On Aug 27, 2014, Zacks Investment Research downgraded Old Republic International Corporation ( ORI) to a Zacks Rank #4 (Sell).
Why the Downgrade?
Old Republic International has witnessed downward estimate revisions for 2014 and 2015 following disappointing second quarter results. Given its expected negative earnings growth rates in the upcoming quarters, it has more downside left.
Old Republic International’s second-quarter earnings missed the Zacks Consensus by 4% and plunged 64.2% year over year. Total revenue of $1.3 billion was down 8.7% year over year but came in line with the Zacks Consensus Estimate.
Results were impacted by higher case settlement and litigation costs in the consumer credit indemnity ("CCI") portion of the run-off business.
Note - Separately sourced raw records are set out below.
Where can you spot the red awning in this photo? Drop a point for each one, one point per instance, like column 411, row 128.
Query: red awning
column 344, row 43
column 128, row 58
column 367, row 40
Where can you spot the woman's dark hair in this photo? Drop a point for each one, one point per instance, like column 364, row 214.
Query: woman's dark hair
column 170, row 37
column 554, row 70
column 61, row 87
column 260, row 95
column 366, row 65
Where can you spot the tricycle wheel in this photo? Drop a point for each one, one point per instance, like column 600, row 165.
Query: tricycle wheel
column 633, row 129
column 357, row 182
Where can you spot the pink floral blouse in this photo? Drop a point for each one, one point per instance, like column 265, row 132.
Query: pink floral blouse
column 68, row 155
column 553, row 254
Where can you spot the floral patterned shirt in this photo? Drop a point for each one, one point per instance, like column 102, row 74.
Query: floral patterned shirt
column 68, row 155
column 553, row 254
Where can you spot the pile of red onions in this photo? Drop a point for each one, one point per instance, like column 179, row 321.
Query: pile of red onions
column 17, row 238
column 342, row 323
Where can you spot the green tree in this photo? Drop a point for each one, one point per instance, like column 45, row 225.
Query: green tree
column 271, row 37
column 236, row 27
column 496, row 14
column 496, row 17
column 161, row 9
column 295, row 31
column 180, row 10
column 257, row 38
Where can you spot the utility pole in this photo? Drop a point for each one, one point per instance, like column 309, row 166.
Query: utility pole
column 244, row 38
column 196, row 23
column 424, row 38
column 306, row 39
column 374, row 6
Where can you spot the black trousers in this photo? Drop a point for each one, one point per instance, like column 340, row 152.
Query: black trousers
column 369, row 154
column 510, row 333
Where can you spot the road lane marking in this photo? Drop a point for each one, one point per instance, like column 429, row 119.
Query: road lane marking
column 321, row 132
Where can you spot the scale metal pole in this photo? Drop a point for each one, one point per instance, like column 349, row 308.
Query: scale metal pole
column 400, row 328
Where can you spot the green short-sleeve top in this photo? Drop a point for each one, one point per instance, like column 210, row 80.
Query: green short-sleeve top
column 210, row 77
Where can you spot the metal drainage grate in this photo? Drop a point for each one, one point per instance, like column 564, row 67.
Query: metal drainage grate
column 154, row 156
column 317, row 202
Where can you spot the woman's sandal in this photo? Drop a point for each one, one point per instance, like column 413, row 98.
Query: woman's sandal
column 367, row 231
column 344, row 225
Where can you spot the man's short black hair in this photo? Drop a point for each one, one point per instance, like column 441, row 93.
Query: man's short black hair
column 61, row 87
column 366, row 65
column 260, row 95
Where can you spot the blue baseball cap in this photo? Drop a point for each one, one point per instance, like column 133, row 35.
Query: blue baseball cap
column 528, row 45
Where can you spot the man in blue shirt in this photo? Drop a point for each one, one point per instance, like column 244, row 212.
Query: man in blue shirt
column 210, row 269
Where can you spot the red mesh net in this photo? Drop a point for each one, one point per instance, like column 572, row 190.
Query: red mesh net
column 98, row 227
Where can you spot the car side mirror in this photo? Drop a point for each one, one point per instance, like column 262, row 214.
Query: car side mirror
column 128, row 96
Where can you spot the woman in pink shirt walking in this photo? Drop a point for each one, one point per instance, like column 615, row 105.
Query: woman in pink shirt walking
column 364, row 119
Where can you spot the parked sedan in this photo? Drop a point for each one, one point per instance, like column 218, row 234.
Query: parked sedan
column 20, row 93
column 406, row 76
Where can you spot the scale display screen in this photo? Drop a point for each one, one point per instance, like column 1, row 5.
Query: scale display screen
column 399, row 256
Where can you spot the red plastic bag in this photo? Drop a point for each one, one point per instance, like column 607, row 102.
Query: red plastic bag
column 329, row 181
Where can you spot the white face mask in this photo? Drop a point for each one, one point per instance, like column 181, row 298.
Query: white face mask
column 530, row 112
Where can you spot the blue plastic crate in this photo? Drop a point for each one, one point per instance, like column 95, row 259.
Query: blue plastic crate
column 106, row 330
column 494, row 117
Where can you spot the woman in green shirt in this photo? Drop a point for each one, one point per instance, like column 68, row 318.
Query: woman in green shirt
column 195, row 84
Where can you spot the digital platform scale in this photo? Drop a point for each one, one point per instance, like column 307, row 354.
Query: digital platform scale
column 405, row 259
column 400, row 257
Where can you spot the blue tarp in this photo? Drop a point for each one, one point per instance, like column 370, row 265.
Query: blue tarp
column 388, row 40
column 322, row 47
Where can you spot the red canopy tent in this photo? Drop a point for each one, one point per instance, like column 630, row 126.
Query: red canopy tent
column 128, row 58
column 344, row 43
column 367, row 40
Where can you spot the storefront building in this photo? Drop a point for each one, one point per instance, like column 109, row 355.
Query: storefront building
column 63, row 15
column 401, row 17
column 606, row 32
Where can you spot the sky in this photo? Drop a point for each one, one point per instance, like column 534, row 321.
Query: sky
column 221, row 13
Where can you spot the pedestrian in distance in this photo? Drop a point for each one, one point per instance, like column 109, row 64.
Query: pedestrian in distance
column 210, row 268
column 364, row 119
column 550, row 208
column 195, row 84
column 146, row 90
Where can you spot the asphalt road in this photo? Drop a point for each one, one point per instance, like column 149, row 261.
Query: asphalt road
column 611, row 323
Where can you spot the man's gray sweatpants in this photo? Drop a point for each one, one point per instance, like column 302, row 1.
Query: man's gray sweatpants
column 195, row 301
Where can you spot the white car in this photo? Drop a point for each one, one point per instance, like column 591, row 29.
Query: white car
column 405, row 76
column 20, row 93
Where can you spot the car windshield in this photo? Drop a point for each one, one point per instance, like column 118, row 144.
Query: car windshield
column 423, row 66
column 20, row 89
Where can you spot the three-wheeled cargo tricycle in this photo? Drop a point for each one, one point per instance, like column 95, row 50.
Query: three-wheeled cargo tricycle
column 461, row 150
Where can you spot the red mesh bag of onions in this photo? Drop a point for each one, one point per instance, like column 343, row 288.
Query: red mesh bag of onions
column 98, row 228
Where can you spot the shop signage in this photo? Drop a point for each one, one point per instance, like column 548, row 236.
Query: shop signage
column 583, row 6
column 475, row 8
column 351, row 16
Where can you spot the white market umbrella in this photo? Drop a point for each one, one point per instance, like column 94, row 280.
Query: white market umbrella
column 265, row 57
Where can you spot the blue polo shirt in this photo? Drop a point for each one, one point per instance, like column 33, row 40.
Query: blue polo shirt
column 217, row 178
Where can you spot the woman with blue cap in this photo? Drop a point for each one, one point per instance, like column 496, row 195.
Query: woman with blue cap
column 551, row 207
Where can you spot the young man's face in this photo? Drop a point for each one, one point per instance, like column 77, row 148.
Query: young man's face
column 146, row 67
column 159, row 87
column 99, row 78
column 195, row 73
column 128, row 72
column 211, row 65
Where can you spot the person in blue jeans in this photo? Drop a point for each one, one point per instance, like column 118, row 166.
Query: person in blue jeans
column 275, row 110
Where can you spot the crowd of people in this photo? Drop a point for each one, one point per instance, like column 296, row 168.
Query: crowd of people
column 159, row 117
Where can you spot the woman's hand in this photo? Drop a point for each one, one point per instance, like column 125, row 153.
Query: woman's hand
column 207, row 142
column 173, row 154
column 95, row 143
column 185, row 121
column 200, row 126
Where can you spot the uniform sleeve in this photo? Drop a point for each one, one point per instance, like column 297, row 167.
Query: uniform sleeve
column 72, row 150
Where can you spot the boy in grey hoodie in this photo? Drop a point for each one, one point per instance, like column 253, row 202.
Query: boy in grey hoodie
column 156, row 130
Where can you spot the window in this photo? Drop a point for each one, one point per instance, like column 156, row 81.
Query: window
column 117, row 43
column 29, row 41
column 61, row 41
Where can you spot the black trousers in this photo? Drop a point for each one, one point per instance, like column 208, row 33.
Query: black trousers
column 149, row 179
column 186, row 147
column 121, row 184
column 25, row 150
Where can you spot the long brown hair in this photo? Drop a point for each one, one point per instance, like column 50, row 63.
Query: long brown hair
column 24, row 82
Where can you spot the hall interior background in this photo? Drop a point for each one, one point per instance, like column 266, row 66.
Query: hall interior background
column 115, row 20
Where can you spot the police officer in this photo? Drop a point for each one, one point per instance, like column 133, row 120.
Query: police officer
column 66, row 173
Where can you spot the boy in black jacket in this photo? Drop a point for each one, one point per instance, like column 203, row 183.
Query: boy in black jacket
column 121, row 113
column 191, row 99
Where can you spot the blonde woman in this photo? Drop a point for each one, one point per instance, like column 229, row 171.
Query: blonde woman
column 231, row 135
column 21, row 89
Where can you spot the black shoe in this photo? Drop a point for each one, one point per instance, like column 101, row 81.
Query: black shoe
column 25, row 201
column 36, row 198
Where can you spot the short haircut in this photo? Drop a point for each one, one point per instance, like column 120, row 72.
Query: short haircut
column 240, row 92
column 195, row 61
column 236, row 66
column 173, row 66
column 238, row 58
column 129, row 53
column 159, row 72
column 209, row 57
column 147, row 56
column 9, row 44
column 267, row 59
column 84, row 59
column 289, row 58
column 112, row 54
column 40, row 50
Moreover, intermittent weaknesses in real estate and mortgage markets also affected the results.
The company is also experiencing softness in its Title Insurance business in where premium and fees declined 16.5% year over year for the six months ended Jun 30, 2014, mainly due to a significant drop in refinance transactions since mid 2013. Moreover, a rise in mortgage interest rates also ended up in reduced mortgage extensions, creating further pressure on the segment’s top line.
Old Republic isn’t looking too great from an earnings estimate revision perspective either. The Zacks Consensus Estimate for 2014 has moved down 16.7% to 90 cents over the last 60 days. The same for 2015 fell 0.9% to $1.09 per share over the same time frame.
Other Stocks to Consider
While Old Republic International’s unimpressive Zacks Ranks does not call for investor attention, some better-ranked stocks in the industry include American International Group, Inc. ( AIG), BB Seguridade Participa ( BBSEY) and Fortegra Financial Corp. ( FRF). All these stocks carry a Zacks Rank #2 (Buy).